Cheney: Screw the Law
Twice, Dick Cheney, as vice president of the United States, took an oath to "preserve, protect and defend the Constitution of the United States." Apparently, he did not take those words seriously, for on Sunday, he said that it was fine by him if government officials broke the law.
Appearing on Fox News Sunday, Cheney made news--once again--by attacking the Obama administration. He denounced Attorney General Eric Holder's decision to appoint a special prosecutor to examine possible CIA abuses of terrorism suspects. He decried Obama and the Democrats as soft on national security. He suggested that he had wanted to undertake military action against Iran before the Bush-Cheney administration ended, but that his "colleagues"--including President Bush--were not as gung-ho. All of this generated the predictable headlines and cable chatter.
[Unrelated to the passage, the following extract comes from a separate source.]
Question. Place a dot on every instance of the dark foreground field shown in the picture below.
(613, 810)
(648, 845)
But one short exchange between the former veep and host Chris Wallace did not receive the attention it merited. After Cheney defended the use of enhanced interrogation techniques (aka torture), Wallace asked him about the alleged abuses mentioned in a CIA report recently released. Cheney insisted, "It was good policy." The host followed up:
Wallace: So even these cases where [CIA interrogators] went beyond the specific legal authorization, you're OK with it?
Cheney: I am.
Interrogators can break the particular rules and laws that govern their actions, and Cheney has no problem with that. (Wallace did not press him further on the matter.) This is a rather Jack Bauer-ish approach to the old Barry Goldwater line, "extremism in the defense of liberty is no vice." Yet Cheney's taking it further: breaking the law to break terrorists is no problem.
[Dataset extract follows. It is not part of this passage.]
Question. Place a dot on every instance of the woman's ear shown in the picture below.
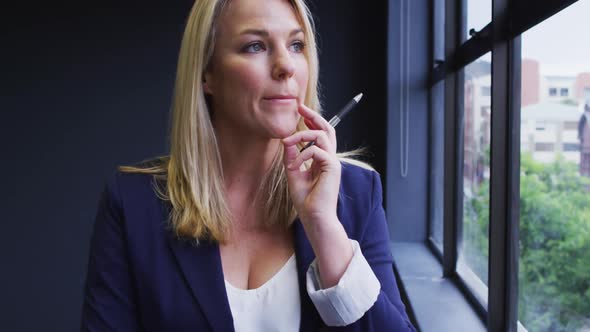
(207, 84)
Over the past several years, there has been a debate over how far the United States should go to defend itself against non-state actors who have expressed a desire to attack America with nuclear weapons. Decision-makers, policy wonks, and citizens have tried to figure out where to draw the appropriate lines. But Cheney is essentially saying, "To hell with that--even if there are lines, they don't matter."
Which means that for almost eight years, the United States had a vice president who did not believe in the rule of law. What a win for the terrorists.